Other scientists around the world have produced similar results, but only when using laser technology and not in real time. While the applications are far down the road, the new discovery points the way to non-invasive cancer diagnostics. Katz, a post-doctoral student, tells ISRAEL21c that biopsies could be circumvented if this approach is further developed by the medical imaging industry.
The international press has gone wild over the idea, stirring much exhilaration among the inventors.
“Every time someone wrote on a website that we developed ‘Superman vision,’ it made me more excited,” admits Katz, who will be continuing his research in Paris for the next few years. “Even if it is not applied one day in medicine, we had to do what we did because it’s very cool.”
Making sense of the fog
Their trick hinges on the camera’s ability to see through any object that can scatter light – including skin. Though skin doesn’t look transparent, light passes through it. This is more obvious when you hold a flashlight to your hand in the dark. Where you can see the light shining through, this is an example of scattered light.
Katz explains: “Light is a sort of radiation. The general public doesn’t see it that way; they see it as just regular light. We used regular light from a halogen lamp to be able to see through most of the materials that we encounter today. Most of them are not transparent when we look at them, like our skin or an eggshell.

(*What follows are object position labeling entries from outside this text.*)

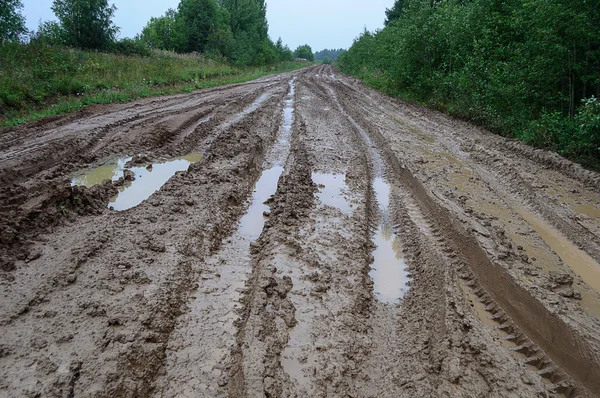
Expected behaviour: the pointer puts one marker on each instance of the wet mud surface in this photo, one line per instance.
(296, 236)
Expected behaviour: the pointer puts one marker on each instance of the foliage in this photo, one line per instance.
(283, 51)
(236, 29)
(86, 24)
(40, 79)
(524, 68)
(304, 52)
(392, 14)
(130, 47)
(164, 33)
(332, 54)
(12, 22)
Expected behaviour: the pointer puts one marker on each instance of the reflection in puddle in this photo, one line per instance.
(332, 189)
(583, 265)
(147, 179)
(389, 269)
(252, 222)
(110, 171)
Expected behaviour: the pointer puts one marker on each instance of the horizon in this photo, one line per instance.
(335, 26)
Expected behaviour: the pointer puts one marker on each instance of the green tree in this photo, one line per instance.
(283, 51)
(86, 24)
(198, 21)
(248, 22)
(12, 22)
(391, 14)
(304, 52)
(164, 32)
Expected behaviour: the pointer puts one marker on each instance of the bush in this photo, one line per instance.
(130, 47)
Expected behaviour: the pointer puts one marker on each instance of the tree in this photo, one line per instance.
(391, 14)
(248, 22)
(283, 51)
(164, 32)
(332, 54)
(86, 24)
(12, 22)
(304, 52)
(199, 20)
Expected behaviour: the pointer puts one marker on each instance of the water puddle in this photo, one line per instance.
(111, 170)
(252, 223)
(388, 269)
(579, 261)
(253, 107)
(195, 125)
(148, 179)
(212, 316)
(332, 190)
(589, 210)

“The problem is that they are absorbing light, and then the light is scattered. Just like when you look at fog. Microscopically, fog is transparent but the movement [of the fog] prevents you from seeing through it,” he explains. Until recently scientists did not fully understand the way the light is absorbed by these objects and then scattered away. But new technologies allow physicists to amplify what they are seeing to find patterns.
They reasoned that if light is scattered in wave patterns when it passes through “turbid” materials (which absorb light but let light pass through, like frosted glass), it should scatter according to the material’s shape and size. Applied in reverse, one could image the object’s appearance by re-creating the original pattern. This is the basis of a new field called “wave front shaping.” “Once we’ve learned the patterns — the way a material or object scatters the light — we can apply the inverse scattering pattern using a big crystal and a small LCD screen,” says Katz. “We are not doing any magic,” he assures. “In the past we didn’t think the scattered light carried any information because it was scattered too many times.”
Spies around the globe will be pleased to know this device can be put together for a few hundred dollars by “hacking” a digital projector, says Katz. The equipment he used cost about $10,000, but for novelty purposes it can be done for much less. Which is another appeal to the technology – it’s simple, straightforward and relatively cheap. Katz does not expect wave front shaping to replace an MRI, but theoretically, it could be used to non-invasively “see” through the skin to identify malignancies instead of a surgical biopsy.
Intriguingly, the same approach can provide a peek around corners. “The surface of the wall is not as smooth as a mirror, yet it scatters and scrambles all the directions of the light. We took a small portion of the wall, learned its properties, and now we can use it as a mirror,” he says. But before you quit your day job to take on the next Mission Impossible or superhero job, take note that the team was only able to see through a small patch of material, with poor contrast and fuzzy resolution. “There are still lots of obstacles to overcome using our technique,” admits Katz.